Talvez seja uma honra para Maluf ser comparado a Lula. Ele próprio manifesta-se dessa forma. Segundo Maluf, ele próprio comparado a Lula é de esquerda. Ele próprio teria roubado muito pouco perto de Lula. Talvez seja verdade. E Maluf também não foi preso ainda, apesar de todo mundo saber que é corrupto. Da parte da massa miserável, pode existir até certa simpatia pela figura do malandro, que foge sempre das instituições oficiais burguesas e não consegue ser pego. O tema é dos mais comuns da literatura brasileira desde o início do século XIX, com o Leonardinho Pataca das Memórias do Sargento de Milícias. É a volta de Macunaíma. É a expressão pura da miséria num país que promete mas nunca dá certo. Mas, sobretudo, não é algo de que se orgulhar, na medida em que é produto do crescimento da pobreza e da desmoralização da classe operária, na ausência de um partido revolucionário.
Apesar de tudo isso, não devemos nos iludir. Lula cresce nas pesquisas e pode até ser eleito novamente, mas devemos desde já constatar que as pesquisas são feitas a partir do que as pessoas declaram.
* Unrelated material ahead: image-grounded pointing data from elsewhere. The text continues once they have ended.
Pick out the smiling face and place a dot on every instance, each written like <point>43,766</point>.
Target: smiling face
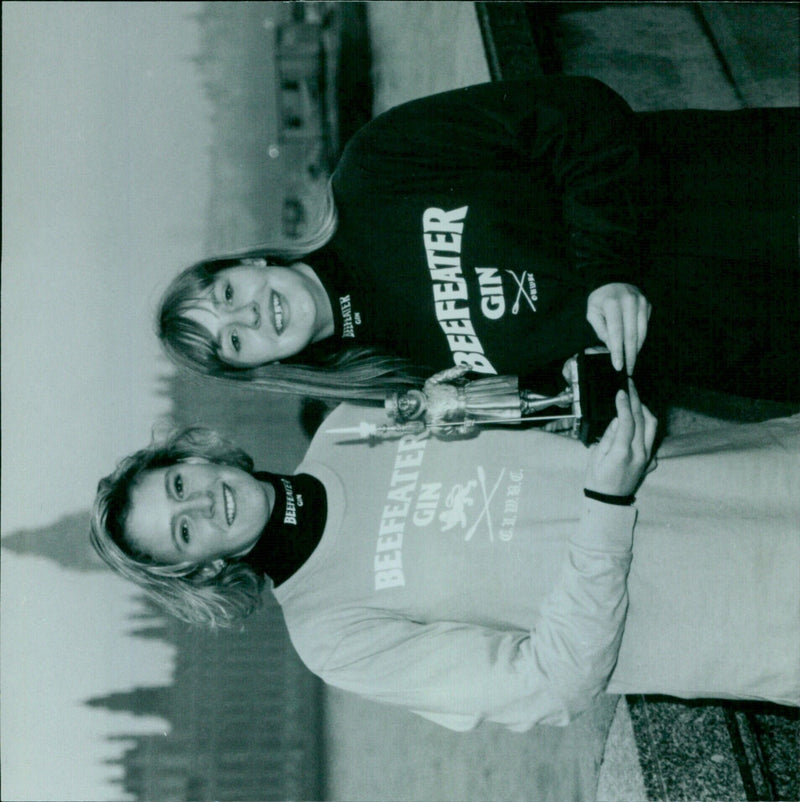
<point>258,315</point>
<point>196,511</point>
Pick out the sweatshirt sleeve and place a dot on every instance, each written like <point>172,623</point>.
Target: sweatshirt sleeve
<point>459,675</point>
<point>572,138</point>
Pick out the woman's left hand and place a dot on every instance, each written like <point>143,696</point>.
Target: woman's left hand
<point>619,314</point>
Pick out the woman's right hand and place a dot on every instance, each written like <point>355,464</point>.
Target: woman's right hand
<point>618,462</point>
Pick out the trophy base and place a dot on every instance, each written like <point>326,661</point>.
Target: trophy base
<point>597,384</point>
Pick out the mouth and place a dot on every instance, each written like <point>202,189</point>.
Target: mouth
<point>278,313</point>
<point>230,504</point>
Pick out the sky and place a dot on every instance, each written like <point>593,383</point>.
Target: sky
<point>105,191</point>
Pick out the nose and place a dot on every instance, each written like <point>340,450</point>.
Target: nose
<point>248,315</point>
<point>201,503</point>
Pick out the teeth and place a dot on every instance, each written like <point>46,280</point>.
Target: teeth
<point>230,504</point>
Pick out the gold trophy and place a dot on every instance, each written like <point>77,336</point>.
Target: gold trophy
<point>451,406</point>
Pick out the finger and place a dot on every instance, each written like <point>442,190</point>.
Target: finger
<point>607,440</point>
<point>626,427</point>
<point>643,319</point>
<point>637,411</point>
<point>630,330</point>
<point>614,327</point>
<point>598,323</point>
<point>650,429</point>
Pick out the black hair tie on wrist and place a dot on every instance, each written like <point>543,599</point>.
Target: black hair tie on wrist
<point>622,501</point>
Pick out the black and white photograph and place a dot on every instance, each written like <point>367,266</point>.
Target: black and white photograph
<point>400,401</point>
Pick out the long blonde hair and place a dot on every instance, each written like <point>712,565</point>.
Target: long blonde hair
<point>217,594</point>
<point>354,374</point>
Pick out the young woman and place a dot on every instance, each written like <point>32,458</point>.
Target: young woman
<point>494,579</point>
<point>506,227</point>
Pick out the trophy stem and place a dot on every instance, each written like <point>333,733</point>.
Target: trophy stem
<point>530,403</point>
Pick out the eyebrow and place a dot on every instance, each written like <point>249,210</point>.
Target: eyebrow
<point>168,491</point>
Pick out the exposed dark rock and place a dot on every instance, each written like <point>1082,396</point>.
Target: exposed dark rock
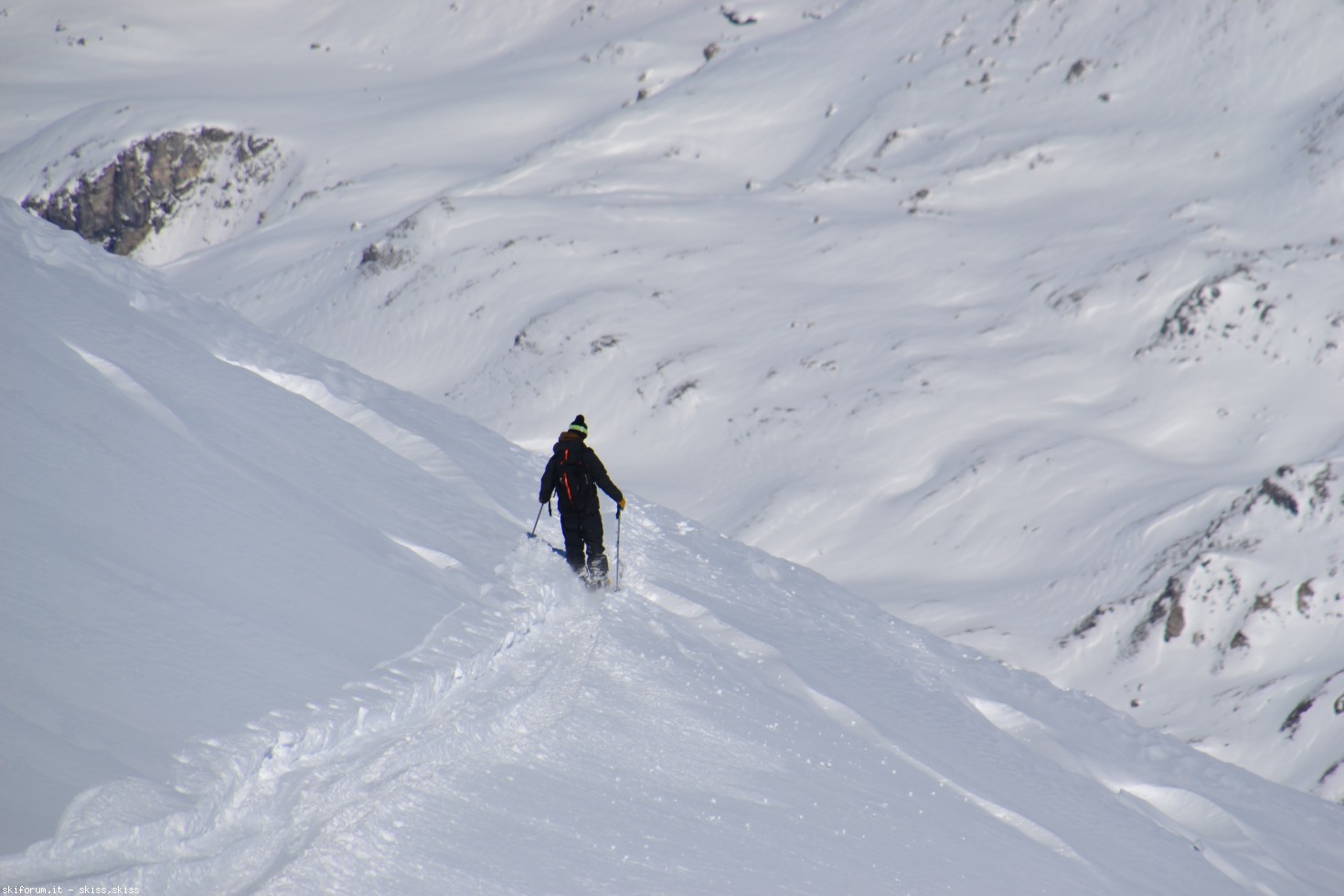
<point>1295,718</point>
<point>139,192</point>
<point>1278,496</point>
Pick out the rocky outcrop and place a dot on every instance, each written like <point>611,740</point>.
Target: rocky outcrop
<point>146,186</point>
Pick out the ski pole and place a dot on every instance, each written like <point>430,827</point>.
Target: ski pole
<point>617,549</point>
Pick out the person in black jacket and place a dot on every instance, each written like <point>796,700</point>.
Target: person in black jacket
<point>574,473</point>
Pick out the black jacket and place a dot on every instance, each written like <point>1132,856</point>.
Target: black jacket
<point>574,473</point>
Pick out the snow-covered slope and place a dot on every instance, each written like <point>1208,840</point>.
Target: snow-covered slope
<point>210,529</point>
<point>997,314</point>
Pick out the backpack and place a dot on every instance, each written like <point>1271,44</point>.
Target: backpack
<point>571,480</point>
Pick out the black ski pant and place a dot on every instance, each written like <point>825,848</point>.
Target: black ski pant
<point>583,529</point>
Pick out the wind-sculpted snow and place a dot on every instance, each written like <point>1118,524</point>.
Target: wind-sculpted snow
<point>312,590</point>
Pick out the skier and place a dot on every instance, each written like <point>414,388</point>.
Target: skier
<point>574,475</point>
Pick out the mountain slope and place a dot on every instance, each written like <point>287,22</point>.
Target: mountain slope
<point>989,312</point>
<point>725,721</point>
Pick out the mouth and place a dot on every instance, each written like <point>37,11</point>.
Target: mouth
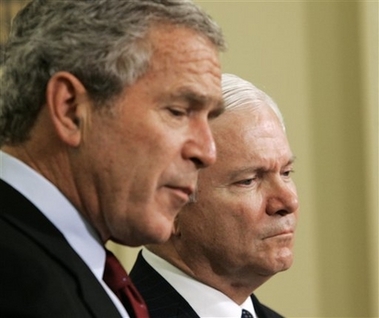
<point>285,233</point>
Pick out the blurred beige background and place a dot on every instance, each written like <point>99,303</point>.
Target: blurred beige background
<point>319,61</point>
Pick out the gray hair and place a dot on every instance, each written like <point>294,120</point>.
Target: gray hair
<point>101,42</point>
<point>238,93</point>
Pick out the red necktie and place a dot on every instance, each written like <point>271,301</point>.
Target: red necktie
<point>119,282</point>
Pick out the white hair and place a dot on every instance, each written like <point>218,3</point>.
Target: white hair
<point>238,93</point>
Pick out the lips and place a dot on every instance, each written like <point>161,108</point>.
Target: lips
<point>280,233</point>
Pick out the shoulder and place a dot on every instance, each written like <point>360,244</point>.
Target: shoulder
<point>263,311</point>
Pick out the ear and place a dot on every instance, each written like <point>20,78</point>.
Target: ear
<point>176,227</point>
<point>69,107</point>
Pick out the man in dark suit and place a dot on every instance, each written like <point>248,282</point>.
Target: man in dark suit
<point>104,110</point>
<point>239,229</point>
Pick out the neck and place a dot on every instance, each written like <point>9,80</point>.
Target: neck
<point>237,284</point>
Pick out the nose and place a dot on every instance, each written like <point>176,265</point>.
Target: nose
<point>200,148</point>
<point>282,199</point>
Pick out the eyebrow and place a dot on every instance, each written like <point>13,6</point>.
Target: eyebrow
<point>254,169</point>
<point>197,100</point>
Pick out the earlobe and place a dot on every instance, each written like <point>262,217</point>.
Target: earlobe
<point>65,99</point>
<point>176,228</point>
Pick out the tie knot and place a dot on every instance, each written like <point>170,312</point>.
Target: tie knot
<point>119,282</point>
<point>246,314</point>
<point>114,274</point>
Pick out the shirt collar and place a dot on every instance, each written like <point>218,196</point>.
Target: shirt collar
<point>46,197</point>
<point>212,302</point>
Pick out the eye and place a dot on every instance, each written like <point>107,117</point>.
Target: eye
<point>287,173</point>
<point>245,182</point>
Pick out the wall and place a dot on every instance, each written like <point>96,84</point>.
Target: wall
<point>319,61</point>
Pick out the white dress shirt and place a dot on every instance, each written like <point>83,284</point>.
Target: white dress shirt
<point>55,206</point>
<point>205,300</point>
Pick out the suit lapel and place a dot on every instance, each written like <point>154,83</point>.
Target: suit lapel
<point>16,209</point>
<point>168,302</point>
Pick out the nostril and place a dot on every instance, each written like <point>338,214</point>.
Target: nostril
<point>198,163</point>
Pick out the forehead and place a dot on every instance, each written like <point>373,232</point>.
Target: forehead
<point>249,134</point>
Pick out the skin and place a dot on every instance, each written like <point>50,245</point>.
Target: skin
<point>130,171</point>
<point>240,231</point>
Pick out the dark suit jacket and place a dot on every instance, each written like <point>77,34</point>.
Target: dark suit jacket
<point>40,274</point>
<point>164,301</point>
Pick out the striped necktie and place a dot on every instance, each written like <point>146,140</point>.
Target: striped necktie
<point>119,282</point>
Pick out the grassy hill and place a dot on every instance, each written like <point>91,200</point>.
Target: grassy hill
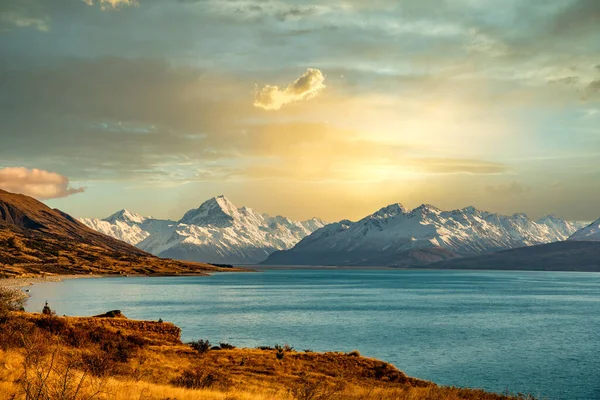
<point>37,240</point>
<point>119,359</point>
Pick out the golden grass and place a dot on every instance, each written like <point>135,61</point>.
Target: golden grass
<point>156,365</point>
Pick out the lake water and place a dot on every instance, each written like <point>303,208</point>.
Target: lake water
<point>533,332</point>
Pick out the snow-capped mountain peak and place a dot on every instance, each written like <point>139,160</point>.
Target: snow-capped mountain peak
<point>217,211</point>
<point>392,236</point>
<point>588,233</point>
<point>390,211</point>
<point>126,216</point>
<point>217,231</point>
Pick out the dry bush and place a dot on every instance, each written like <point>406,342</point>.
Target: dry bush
<point>11,300</point>
<point>312,387</point>
<point>50,375</point>
<point>201,377</point>
<point>14,332</point>
<point>201,346</point>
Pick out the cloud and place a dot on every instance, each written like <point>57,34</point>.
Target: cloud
<point>36,183</point>
<point>16,19</point>
<point>306,87</point>
<point>111,3</point>
<point>513,188</point>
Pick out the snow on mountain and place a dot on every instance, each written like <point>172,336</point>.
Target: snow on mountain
<point>395,235</point>
<point>216,232</point>
<point>589,233</point>
<point>127,226</point>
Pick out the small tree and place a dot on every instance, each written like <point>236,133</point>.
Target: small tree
<point>47,310</point>
<point>280,352</point>
<point>11,300</point>
<point>201,346</point>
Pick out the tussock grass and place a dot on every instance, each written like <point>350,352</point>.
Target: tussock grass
<point>70,358</point>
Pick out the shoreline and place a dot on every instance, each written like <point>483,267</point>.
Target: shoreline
<point>20,282</point>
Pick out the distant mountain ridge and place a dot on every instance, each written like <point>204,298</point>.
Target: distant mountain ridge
<point>396,236</point>
<point>215,232</point>
<point>590,233</point>
<point>35,239</point>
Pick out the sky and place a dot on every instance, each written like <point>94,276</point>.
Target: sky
<point>331,109</point>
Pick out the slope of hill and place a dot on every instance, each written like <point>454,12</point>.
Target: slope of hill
<point>560,256</point>
<point>123,359</point>
<point>36,239</point>
<point>397,236</point>
<point>217,232</point>
<point>588,233</point>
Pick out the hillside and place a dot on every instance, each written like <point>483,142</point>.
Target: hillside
<point>35,239</point>
<point>560,256</point>
<point>121,359</point>
<point>216,232</point>
<point>400,237</point>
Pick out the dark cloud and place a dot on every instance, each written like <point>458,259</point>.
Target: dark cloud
<point>37,183</point>
<point>579,17</point>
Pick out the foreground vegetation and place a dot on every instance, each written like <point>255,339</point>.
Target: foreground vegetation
<point>45,357</point>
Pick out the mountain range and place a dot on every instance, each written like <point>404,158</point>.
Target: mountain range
<point>215,232</point>
<point>590,233</point>
<point>397,236</point>
<point>35,239</point>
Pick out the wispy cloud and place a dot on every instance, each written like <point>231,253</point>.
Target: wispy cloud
<point>306,87</point>
<point>37,183</point>
<point>104,4</point>
<point>15,19</point>
<point>513,188</point>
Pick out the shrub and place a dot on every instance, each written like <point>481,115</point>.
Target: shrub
<point>280,352</point>
<point>309,387</point>
<point>10,300</point>
<point>47,310</point>
<point>52,324</point>
<point>202,378</point>
<point>201,346</point>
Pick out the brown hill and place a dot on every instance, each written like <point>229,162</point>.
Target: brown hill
<point>559,256</point>
<point>37,240</point>
<point>122,359</point>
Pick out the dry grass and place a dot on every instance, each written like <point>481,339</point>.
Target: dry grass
<point>146,360</point>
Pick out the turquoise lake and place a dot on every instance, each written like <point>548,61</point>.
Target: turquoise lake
<point>529,332</point>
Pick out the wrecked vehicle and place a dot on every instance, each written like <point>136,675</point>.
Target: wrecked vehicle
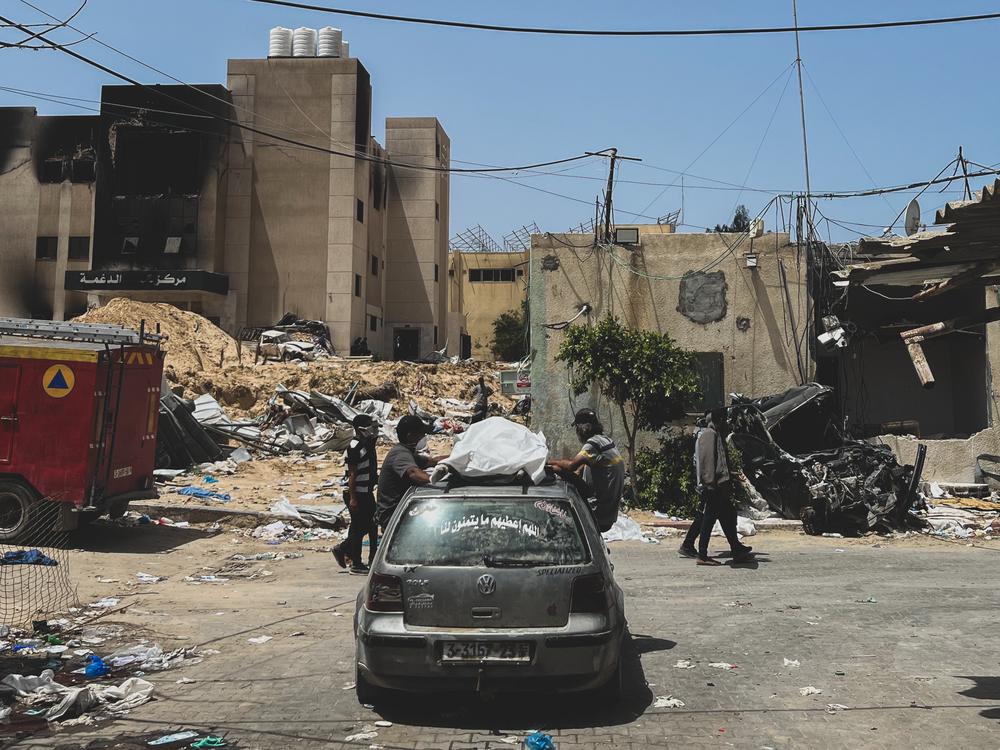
<point>281,346</point>
<point>796,455</point>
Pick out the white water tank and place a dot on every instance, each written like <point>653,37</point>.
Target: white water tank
<point>330,40</point>
<point>279,42</point>
<point>304,42</point>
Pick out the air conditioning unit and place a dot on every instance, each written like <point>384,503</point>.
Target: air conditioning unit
<point>626,235</point>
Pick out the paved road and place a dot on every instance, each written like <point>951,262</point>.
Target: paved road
<point>901,633</point>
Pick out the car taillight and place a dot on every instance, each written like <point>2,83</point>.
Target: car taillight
<point>590,594</point>
<point>385,593</point>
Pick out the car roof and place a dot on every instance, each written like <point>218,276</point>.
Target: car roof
<point>558,490</point>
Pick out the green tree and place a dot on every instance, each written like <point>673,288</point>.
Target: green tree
<point>646,375</point>
<point>741,221</point>
<point>510,334</point>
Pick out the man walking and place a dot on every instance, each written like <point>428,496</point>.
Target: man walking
<point>715,485</point>
<point>360,460</point>
<point>607,468</point>
<point>403,467</point>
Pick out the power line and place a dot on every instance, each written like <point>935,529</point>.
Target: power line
<point>627,32</point>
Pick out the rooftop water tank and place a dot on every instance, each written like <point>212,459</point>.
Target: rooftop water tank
<point>279,42</point>
<point>330,40</point>
<point>304,42</point>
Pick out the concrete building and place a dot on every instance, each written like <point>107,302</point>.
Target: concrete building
<point>690,286</point>
<point>483,287</point>
<point>183,205</point>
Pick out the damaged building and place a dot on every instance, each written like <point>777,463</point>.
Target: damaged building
<point>177,194</point>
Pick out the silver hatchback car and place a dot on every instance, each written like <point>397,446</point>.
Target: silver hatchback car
<point>490,588</point>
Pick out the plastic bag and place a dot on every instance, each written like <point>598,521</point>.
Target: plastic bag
<point>499,446</point>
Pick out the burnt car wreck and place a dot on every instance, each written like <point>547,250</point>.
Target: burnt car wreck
<point>796,455</point>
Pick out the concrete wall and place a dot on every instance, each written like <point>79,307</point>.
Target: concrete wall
<point>417,241</point>
<point>483,302</point>
<point>757,361</point>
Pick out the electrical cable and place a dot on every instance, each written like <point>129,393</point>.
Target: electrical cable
<point>623,32</point>
<point>719,136</point>
<point>355,155</point>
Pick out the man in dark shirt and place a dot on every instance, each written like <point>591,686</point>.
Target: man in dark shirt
<point>360,460</point>
<point>607,468</point>
<point>403,467</point>
<point>715,486</point>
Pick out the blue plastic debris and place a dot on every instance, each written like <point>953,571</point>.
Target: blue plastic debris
<point>96,667</point>
<point>539,741</point>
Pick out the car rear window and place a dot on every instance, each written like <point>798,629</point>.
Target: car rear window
<point>463,531</point>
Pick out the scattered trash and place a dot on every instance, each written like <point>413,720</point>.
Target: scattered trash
<point>538,740</point>
<point>668,701</point>
<point>96,667</point>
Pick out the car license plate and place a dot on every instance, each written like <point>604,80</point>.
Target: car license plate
<point>479,651</point>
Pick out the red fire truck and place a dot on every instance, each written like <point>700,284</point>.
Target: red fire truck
<point>78,413</point>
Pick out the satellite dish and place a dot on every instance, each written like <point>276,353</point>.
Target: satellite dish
<point>912,223</point>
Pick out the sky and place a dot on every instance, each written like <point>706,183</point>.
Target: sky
<point>883,107</point>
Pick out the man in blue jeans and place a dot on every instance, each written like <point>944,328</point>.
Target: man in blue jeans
<point>360,472</point>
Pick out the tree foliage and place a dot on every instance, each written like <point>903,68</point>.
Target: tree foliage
<point>741,222</point>
<point>510,334</point>
<point>645,374</point>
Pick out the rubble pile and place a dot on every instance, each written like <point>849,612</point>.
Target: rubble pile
<point>797,457</point>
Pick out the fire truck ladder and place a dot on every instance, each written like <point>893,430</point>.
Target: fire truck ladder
<point>90,332</point>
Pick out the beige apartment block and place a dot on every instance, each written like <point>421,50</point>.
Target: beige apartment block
<point>483,287</point>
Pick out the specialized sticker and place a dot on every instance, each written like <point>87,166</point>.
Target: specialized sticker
<point>58,381</point>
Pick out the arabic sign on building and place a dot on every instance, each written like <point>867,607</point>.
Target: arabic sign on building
<point>95,281</point>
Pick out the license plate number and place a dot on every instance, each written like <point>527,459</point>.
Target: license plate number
<point>479,651</point>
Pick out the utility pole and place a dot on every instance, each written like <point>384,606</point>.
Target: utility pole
<point>614,157</point>
<point>802,102</point>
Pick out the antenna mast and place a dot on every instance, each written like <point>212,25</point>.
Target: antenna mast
<point>802,107</point>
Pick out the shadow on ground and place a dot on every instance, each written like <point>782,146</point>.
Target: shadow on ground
<point>106,537</point>
<point>545,711</point>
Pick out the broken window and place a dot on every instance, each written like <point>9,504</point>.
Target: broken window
<point>79,248</point>
<point>46,247</point>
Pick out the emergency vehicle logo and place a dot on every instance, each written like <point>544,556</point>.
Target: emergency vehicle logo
<point>58,381</point>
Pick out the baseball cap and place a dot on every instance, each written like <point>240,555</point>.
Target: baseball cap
<point>410,424</point>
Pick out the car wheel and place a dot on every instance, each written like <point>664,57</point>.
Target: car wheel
<point>18,510</point>
<point>368,694</point>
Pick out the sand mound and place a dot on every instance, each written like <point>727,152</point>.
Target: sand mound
<point>193,345</point>
<point>202,358</point>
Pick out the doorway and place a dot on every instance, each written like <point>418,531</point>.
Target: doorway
<point>405,344</point>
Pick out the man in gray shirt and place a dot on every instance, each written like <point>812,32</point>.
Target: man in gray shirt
<point>403,467</point>
<point>607,468</point>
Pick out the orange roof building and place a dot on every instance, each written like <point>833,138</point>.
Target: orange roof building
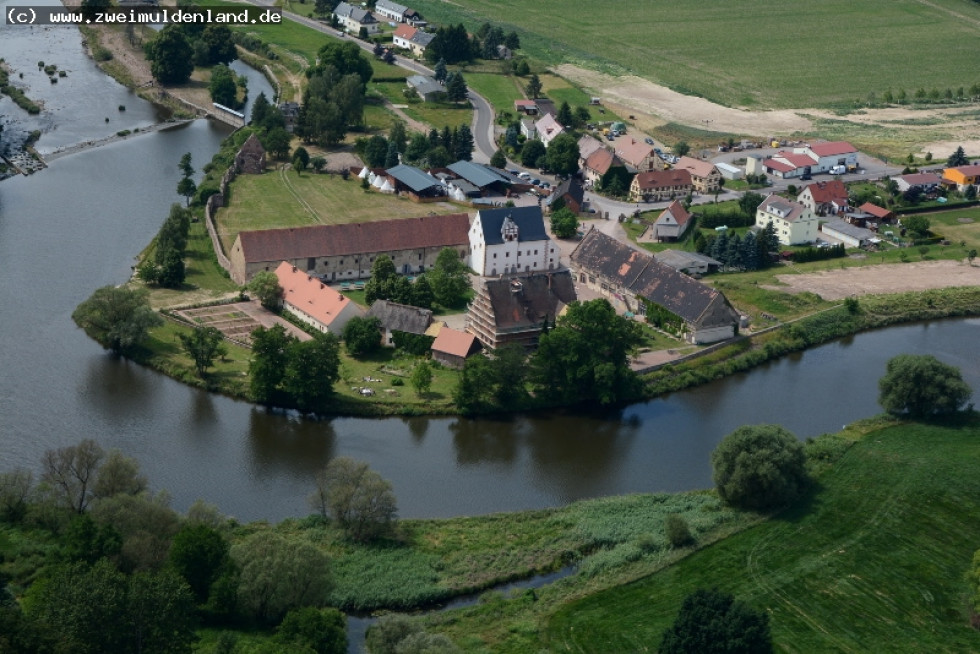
<point>314,302</point>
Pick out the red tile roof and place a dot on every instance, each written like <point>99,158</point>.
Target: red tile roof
<point>309,294</point>
<point>452,342</point>
<point>831,148</point>
<point>355,238</point>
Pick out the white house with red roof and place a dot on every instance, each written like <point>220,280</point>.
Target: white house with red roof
<point>793,222</point>
<point>314,302</point>
<point>672,223</point>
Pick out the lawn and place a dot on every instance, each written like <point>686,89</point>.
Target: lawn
<point>285,199</point>
<point>842,50</point>
<point>873,561</point>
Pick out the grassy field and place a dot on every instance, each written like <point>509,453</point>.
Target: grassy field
<point>765,54</point>
<point>871,562</point>
<point>285,199</point>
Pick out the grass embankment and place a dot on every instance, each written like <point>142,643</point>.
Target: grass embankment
<point>873,561</point>
<point>708,49</point>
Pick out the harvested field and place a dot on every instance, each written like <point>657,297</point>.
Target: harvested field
<point>869,280</point>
Por mais que um grande setor – sobretudo dos mais miseráveis – comece a olhar Lula como possibilidade eleitoral, um setor ainda maior, e socialmente mais importante, ou está paralisado ou tenderá a expressar-se por alguma forma de protesto em 2018. O repúdio ao atual sistema político burguês na próxima eleição tenderá a ser o maior já visto em muitas décadas. Ainda não se sabe como isso se expressará, mas os revolucionários têm de ficar atentos; têm de ter ciência desse elemento, para posicionarem-se na eleição de forma radical, febril e explosiva, fugindo da rotina como quem foge da peste. Se a esquerda revolucionária fizer isso, de forma unificada e bem articulada, não apenas expressará parte da revolta nacional, como crescerá e organizará novos setores da classe trabalhadora.